Vancouver, July 17, 2020 – Gaia Metals Corp. (the “Company”) (TSX.V: GMC) (OTCQB: RGDCF) (FSE: R9G) is pleased to announce that it has closed an over-subscribed non-brokered private placement financing (the “Private Placement”) for total gross proceeds of $603,000.
The Company has allotted and issued 8,040,000 units (the “Units”) at a price of $0.075 per Unit. Each Unit is comprised of one common share and one transferable share purchase warrant, with each warrant entitling the holder to purchase one additional common share of the Company for a period of up to 2 years at a price of $0.12.
In addition, the Company paid finder’s fees of a total of $19,410 and issued 258,800 finder’s warrants to arm’s length third parties, with each finder’s warrant entitling the holder to purchase one common share of the Company for a period of up to 2 years at a price of $0.12.
The Company intends to use the proceeds from the Private Placement towards advancing its mineral projects and general working capital. All securities issued under the Private Placement are subject to a four-month and one-day hold period expiring on November 18, 2020. The Private Placement is subject to final TSX Venture Exchange approval.
A portion of the Private Placement constitutes a “related party transaction” within the meaning of Exchange Policy 5.9 and Multilateral Instrument 61‑101 ‑Protection of Minority Security Holders in Special Transactions (“MI 61‑101”) adopted in the Policy.
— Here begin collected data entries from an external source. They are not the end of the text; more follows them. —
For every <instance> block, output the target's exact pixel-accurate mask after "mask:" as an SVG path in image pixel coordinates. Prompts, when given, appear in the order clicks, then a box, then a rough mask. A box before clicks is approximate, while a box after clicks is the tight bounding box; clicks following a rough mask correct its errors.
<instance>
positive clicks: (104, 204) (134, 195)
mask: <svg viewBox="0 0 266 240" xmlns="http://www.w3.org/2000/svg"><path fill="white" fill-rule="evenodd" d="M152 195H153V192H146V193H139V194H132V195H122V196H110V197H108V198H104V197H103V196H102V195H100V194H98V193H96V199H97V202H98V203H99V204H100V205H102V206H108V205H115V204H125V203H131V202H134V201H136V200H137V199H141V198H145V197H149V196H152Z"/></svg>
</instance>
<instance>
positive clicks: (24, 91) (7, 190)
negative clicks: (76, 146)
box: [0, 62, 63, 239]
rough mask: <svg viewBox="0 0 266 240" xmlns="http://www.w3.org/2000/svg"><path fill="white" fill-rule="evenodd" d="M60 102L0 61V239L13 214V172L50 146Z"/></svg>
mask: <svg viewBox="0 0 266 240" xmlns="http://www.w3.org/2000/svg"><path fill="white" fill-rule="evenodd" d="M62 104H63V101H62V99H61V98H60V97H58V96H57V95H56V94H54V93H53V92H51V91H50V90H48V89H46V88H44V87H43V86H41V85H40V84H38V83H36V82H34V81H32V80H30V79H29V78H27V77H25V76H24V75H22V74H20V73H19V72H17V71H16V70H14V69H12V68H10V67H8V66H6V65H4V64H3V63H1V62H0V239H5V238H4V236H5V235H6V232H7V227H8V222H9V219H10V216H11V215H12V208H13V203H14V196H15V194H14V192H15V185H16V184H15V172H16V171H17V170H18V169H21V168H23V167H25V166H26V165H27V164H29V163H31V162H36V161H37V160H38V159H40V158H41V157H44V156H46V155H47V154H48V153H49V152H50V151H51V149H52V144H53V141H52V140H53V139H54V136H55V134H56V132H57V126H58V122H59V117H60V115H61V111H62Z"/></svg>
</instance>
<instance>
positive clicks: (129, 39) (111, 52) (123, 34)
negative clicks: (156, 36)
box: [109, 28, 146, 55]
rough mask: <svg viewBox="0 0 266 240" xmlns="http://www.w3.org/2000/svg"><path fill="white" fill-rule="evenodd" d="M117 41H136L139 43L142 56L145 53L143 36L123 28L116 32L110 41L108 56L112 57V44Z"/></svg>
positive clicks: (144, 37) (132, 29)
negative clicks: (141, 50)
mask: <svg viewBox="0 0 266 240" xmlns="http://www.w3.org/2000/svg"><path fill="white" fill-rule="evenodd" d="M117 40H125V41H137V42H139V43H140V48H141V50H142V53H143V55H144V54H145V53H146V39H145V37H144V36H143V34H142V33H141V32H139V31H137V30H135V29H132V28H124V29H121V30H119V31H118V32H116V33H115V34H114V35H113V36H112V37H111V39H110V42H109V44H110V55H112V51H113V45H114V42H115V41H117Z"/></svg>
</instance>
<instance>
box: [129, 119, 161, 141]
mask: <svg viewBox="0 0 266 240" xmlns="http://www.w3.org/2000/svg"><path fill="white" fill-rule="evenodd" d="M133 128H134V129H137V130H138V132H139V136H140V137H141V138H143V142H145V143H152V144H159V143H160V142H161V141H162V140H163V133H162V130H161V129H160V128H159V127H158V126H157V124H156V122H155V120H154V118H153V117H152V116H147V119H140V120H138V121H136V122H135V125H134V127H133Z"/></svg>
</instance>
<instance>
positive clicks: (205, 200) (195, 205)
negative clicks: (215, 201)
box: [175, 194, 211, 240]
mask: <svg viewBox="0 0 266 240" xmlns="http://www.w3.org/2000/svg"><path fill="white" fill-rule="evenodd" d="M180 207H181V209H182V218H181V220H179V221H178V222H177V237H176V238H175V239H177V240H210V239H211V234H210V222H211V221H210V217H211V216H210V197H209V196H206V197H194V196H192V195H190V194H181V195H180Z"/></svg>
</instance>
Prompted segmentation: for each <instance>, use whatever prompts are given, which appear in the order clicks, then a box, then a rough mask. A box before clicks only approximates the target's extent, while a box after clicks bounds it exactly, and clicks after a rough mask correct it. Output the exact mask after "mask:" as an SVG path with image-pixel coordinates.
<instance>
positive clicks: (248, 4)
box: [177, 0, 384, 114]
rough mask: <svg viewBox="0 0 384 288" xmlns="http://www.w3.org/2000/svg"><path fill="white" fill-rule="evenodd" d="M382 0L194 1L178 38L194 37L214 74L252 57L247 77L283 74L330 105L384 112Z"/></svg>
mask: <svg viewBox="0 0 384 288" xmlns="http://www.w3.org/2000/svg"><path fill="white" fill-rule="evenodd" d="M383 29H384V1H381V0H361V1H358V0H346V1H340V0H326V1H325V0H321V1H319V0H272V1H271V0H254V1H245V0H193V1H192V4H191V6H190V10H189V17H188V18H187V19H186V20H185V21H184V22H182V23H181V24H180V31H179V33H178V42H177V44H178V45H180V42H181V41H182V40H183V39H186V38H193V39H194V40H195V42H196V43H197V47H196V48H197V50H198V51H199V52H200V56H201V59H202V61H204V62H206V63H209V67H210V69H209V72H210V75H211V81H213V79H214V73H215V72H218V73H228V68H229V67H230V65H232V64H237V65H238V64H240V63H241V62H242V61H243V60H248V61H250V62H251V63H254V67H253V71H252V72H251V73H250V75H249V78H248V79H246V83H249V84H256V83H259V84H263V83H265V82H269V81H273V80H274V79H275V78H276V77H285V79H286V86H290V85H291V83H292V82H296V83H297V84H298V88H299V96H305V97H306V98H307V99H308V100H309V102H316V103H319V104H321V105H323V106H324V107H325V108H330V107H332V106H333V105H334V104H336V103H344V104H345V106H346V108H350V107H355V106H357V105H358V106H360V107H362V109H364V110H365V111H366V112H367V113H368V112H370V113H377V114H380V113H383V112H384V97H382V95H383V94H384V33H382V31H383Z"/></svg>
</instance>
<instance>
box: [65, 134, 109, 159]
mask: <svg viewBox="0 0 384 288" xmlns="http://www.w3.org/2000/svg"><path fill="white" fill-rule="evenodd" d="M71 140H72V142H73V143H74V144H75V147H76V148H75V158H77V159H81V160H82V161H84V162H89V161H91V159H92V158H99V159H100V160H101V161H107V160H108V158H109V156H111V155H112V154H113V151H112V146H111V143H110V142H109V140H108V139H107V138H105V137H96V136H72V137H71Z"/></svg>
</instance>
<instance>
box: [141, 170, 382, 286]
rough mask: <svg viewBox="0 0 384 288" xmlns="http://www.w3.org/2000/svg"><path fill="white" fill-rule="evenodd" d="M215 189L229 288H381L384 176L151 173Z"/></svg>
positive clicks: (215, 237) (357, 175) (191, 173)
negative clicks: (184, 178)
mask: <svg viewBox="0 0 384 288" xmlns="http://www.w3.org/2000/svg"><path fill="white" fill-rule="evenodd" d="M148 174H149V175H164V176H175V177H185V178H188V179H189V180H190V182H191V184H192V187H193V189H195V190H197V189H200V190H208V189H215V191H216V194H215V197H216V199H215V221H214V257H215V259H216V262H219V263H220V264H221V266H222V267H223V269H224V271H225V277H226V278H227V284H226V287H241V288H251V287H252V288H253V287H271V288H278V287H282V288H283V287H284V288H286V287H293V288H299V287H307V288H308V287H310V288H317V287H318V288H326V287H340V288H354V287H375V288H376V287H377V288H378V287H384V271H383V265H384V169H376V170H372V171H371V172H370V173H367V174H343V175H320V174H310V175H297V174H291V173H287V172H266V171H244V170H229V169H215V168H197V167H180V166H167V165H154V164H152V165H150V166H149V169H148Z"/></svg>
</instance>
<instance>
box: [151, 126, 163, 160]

The Company has relied on exemptions from the formal valuation and minority shareholder approval requirements of MI 61‑101 contained in sections 5.5(a) and 5.7(1)(a) of MI 61‑101 in respect of related party participation in the Private Placement.
About Gaia Metals Corp.
Gaia Metals Corp. is a mineral exploration company focused on the acquisition and development of mineral projects containing base and precious metals, including platinum group elements, and lithium.
The Company’s primary assets are the wholly owned Corvette Property, and the FCI Property (held under Option from O3 Mining Inc., a recent spin-out from Osisko Mining Inc., for a 75% interest) located in the James Bay Region of Quebec. The properties are contiguous and host significant gold-silver-copper-PGE-lithium potential highlighted by the Golden Gap Prospect with grab samples of 3.1 to 108.9 g/t Au from outcrop and 10.5 g/t Au over 7 m in drill hole, the Elsass and Lorraine prospects with 8.15% Cu, 1.33 g/t Au, and 171 g/t Ag in outcrop, and the CV1 Pegmatite Prospect with 2.28% Li2O over 6 m in channel.
In addition, the Company holds the Pontax Lithium-Gold Property, QC; the Golden Silica Property, BC; and the Hidden Lake Lithium Property, NWT, where the Company maintains a 40% interest, as well as several other assets in Canada.
On Behalf of the Board of Directors,
Adrian Lamoureux, President & CEO
Neither the TSX Venture Exchange nor its Regulation Services Provider (as that term is defined in the policies of the TSX Venture Exchange) accepts responsibility for the adequacy or accuracy of this news release.
Forward Looking Statements:
Statements included in this announcement, including statements concerning our plans, intentions and expectations, which are not historical in nature are intended to be, and are hereby identified as, “forward-looking statements”. Forward-looking statements may be identified by words including “anticipates”, “believes”, “intends”, “estimates”, “expects” and similar expressions. The Company cautions readers that forward-looking statements, including without limitation those relating to the Company’s future operations and business prospects, are subject to certain risks and uncertainties that could cause actual results to differ materially from those indicated in the forward-looking statements.